何故最初に自分に相談しなかったのか,と。
「俺だけが動くんだったら,相談してた。正直俺にもあの人の動きは掴めねえし,何考えてんのかさっぱりわかんねえ。そんな状況に巻き込めねえだろ」
「…相談とか,報告とかねえのかよ。お前,あの男の為に動いてんだろ」
「事後報告…すらねえときもあるな」
改めて口にすると,顔が歪みそうになった。
よくよく考えてみればこの数か月浦原に振り回されっぱなしだった。
云われるがまま,子どもの遣いよろしくあっちへ行きこっちへ行き,その結果放り出されて。
腹の底に熱の塊が生まれるのを感じた。
怒りとも苛立ちともつかない感情のごった煮のようなもの。
しかしその一方で,情報員としてはヒヨコ未満の自分があれこれ考えたところで,能力的にも経験的にも浦原に敵うはずがないというのも理解していた。

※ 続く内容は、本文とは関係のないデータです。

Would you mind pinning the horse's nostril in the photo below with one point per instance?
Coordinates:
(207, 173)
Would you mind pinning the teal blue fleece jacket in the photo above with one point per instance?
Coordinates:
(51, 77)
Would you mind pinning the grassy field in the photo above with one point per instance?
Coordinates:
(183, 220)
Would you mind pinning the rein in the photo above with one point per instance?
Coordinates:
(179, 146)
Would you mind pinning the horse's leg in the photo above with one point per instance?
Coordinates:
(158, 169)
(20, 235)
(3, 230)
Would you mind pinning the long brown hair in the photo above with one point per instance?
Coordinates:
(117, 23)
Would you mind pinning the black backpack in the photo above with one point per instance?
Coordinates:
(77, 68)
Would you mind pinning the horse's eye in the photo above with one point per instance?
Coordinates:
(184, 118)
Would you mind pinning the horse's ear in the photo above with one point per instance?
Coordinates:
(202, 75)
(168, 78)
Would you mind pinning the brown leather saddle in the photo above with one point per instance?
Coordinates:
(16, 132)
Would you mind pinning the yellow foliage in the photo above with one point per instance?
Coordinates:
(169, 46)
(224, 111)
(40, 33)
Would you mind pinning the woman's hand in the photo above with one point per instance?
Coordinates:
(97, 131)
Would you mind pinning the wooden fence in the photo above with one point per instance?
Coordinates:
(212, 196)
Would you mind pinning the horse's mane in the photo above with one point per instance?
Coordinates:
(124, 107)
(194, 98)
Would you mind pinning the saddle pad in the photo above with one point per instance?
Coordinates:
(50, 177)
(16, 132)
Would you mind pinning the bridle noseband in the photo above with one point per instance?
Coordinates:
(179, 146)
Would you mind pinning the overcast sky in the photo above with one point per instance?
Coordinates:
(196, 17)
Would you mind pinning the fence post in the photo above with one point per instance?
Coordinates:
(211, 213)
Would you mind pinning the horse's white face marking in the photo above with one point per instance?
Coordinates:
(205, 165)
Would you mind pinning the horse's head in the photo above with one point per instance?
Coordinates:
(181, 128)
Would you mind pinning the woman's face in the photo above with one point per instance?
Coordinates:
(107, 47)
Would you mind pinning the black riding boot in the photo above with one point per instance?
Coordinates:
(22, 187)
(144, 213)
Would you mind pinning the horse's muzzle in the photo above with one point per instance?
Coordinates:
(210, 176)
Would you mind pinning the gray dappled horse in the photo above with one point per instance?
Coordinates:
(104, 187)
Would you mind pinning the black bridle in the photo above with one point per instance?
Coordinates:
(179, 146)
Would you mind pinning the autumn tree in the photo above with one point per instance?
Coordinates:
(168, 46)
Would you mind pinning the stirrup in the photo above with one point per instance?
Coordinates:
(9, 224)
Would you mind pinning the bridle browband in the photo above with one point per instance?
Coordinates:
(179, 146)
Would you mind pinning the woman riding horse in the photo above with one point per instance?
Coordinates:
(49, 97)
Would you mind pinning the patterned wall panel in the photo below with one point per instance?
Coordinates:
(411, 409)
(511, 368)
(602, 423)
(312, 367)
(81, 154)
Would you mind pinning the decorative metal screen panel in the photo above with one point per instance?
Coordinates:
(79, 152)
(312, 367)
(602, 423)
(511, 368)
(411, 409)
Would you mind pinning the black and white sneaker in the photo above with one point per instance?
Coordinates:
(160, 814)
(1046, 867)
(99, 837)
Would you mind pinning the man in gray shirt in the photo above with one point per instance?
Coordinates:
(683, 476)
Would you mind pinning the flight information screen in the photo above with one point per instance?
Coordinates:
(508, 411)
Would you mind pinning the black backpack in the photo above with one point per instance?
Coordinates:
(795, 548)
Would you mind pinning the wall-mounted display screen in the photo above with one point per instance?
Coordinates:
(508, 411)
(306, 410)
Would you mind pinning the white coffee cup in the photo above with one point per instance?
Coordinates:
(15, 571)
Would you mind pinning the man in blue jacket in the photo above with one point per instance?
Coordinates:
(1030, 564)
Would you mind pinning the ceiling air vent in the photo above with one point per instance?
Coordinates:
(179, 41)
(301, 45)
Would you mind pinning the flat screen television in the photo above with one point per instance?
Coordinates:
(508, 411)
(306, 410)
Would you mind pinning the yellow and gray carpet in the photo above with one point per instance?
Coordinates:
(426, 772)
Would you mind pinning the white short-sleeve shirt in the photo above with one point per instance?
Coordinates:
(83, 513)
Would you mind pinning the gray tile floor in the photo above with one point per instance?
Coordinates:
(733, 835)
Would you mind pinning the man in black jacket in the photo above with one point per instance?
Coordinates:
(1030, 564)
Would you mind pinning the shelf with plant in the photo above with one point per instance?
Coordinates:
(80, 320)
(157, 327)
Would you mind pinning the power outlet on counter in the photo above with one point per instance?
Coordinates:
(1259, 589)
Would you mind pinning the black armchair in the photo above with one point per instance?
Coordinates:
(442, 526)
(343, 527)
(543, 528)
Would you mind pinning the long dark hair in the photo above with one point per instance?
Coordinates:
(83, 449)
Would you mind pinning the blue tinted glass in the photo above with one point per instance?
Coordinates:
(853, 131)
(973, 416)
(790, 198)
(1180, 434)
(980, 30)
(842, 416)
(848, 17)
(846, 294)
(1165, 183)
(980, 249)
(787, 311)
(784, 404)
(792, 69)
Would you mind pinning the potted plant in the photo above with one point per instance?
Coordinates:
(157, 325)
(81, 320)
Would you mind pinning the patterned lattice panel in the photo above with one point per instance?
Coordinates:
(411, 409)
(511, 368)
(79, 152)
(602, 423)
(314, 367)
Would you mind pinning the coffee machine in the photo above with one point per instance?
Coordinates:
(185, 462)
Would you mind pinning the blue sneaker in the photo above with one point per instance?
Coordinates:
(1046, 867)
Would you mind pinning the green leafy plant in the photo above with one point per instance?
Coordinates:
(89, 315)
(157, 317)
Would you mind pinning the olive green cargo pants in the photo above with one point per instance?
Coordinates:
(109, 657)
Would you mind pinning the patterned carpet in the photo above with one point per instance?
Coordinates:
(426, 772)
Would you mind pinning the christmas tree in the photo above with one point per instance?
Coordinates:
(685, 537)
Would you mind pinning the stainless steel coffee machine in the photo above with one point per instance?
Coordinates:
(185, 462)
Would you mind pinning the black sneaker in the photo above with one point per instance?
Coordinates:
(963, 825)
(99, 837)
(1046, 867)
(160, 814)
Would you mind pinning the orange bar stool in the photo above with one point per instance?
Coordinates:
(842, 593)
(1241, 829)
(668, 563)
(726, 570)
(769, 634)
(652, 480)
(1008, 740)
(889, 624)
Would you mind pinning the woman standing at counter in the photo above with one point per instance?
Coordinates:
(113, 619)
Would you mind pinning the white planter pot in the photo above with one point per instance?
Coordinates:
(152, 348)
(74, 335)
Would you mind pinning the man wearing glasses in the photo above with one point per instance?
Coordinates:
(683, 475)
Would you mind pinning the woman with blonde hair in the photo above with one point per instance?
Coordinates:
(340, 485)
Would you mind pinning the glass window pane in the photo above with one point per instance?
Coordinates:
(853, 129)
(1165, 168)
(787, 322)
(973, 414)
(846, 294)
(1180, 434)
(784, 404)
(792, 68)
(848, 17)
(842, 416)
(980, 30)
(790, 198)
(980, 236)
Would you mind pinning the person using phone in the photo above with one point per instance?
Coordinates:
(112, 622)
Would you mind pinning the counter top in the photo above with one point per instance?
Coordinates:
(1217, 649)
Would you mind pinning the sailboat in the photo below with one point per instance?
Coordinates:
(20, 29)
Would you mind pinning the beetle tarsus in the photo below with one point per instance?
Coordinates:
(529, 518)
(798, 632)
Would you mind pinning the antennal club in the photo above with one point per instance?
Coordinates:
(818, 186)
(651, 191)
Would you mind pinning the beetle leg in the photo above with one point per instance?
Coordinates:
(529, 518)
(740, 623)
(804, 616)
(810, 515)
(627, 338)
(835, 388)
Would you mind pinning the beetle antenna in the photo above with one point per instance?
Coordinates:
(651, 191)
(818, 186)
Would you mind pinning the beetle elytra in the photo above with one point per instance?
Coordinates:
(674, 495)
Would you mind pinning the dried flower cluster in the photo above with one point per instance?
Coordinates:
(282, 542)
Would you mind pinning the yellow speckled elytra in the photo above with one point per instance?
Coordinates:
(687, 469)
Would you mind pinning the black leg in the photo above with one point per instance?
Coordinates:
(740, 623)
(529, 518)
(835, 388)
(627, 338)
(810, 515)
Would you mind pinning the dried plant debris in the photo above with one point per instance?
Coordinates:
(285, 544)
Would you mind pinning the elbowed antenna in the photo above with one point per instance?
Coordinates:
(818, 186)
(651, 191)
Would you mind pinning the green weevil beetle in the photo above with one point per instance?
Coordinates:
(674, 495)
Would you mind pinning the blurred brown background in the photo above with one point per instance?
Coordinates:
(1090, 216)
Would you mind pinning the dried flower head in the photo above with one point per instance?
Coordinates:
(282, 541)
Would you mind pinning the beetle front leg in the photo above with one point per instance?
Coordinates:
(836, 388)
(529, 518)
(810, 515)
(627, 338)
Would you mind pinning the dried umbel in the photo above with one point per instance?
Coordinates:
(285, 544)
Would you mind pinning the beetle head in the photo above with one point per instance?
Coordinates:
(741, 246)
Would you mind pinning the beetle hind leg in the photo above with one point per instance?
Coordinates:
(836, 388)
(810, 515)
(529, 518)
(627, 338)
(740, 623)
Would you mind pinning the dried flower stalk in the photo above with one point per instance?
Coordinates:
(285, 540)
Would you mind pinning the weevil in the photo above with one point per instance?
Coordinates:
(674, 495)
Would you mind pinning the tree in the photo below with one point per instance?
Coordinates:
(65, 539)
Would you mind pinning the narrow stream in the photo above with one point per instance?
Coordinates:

自分に一番相応しい役目は「浦原をその気にさせること」だと。
浦原をやる気にさせて,自分で動かせる。浦原が動きやすいように,その手助けをする。それこそが自分にできる最善なのだ,と。
複雑な感情に顔を顰めたまま一護がそう説明すると,日番屋はやれやれ,という風にため息を吐き,傍らに置かれたミネラルウォータのボトルとポケットから取り出したピルケースを一護の方へと差し出した。
「もうじきヘリが着く。その前にコレ飲んどけ」
「何の薬だ」
「お前の意識を飛ばす薬。お前はココの怪我が酷くて救出したものの意識不明の重体。意識を取り戻した時には記憶障害が出てるって寸法だ」
ココの怪我が,のところでこめかみを指さしながら説明した。
飲んだら意識が飛ぶと云われて不安が顔に浮かんだのか,一護が口を開くより先に「用意したのは涅だけど,指示したのはあの男だ」とうんざりした口調でつけたした。
これもまた浦原の考えのうちだというなら,それに従うしかない。
一護がピルケースを開けて取り出したカプセルを口に放り込み,水のボトルを煽るようにして飲み下すと,視界の端で日番屋が痛ましいものを見るような眼差しを向けていることに気が付いた。
しかしその理由を尋ねる間もなく,激しい眩暈を感じ,意識がブラックアウトした。